Buck Rogers (1939)
5/10
Entertaining but weaker than the "Flash Gordon" franchise
23 August 2007
I can't help comparing this 1939 serial to "Flash Gordon" (1936) and "Flash Gordon Conquers the Universe" (1940). Although some of the special effects (the ray guns and fleets of spaceships) are superior, "Buck Rogers" is less fun. It's not the fault of Buster Crabbe, who invests Rogers with the same heroic energy he gave to Gordon. And Jackie Moran shines as sidekick Buddy Wade (in the newspaper strip he was Buddy Deering, Wilma's younger brother).

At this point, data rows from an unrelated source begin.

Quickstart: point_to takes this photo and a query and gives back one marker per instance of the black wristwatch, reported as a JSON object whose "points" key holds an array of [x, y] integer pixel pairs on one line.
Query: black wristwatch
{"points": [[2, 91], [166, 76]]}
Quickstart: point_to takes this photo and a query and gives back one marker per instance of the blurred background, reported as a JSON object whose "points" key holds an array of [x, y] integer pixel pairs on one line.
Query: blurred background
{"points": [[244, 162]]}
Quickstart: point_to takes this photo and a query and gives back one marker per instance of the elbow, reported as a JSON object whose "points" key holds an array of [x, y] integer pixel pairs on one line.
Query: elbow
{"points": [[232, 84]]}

But the other actors fall short. So does the story and pacing.

Anthony Wade's Killer Kane is a colorless villain, lacking the panache of Charles Middleton's gleefully evil Ming the Merciless. He badly needs a slinky, sinister Ardala Valmar to spice things up. Constance Moore is a competent Wilma Deering but there's no chemistry between her and Crabbe. Moore lacks the passion Jean Rogers exhibited as Dale Arden in the "Flash" series or the breezy camaraderie Erin Gray displayed as Wilma Deering in the 1980s "Buck Rogers" television show. C. Montague Shaw is OK as Doctor Huer but doesn't have nearly as much to do as Frank Shannon's Doctor Zarkov (again, from the "Flash" serials).

After an exciting start, the serial falls down in the latter six episodes. It is typical of the genre to have a late episode replay scenes from earlier in the series to pad things out. But "Buck Rogers" does this twice. Serial plots also tend to have a lot of captures, escapes, and re-captures. "Flash Gordon" broke the monotony by having these occur in a variety of ways in a variety of locations. "Buck Rogers" has only two destinations: Earth and Saturn. Both planets apparently share the same rocky desert terrain. Doctor Huer has only one technological gimmick to help Buck. The heroes get stranded by crashed spaceships seemingly every other episode. And Kane's goons never tumble to the fact that it's Rogers driving that rocket cruiser reported missing from their hangar.

Given it's charismatic hero and quality special effects, "Buck Rogers" could have equaled or surpassed "Flash Gordon" if it had had stronger writing or more energetic secondary characters. Unfortunately, it has neither.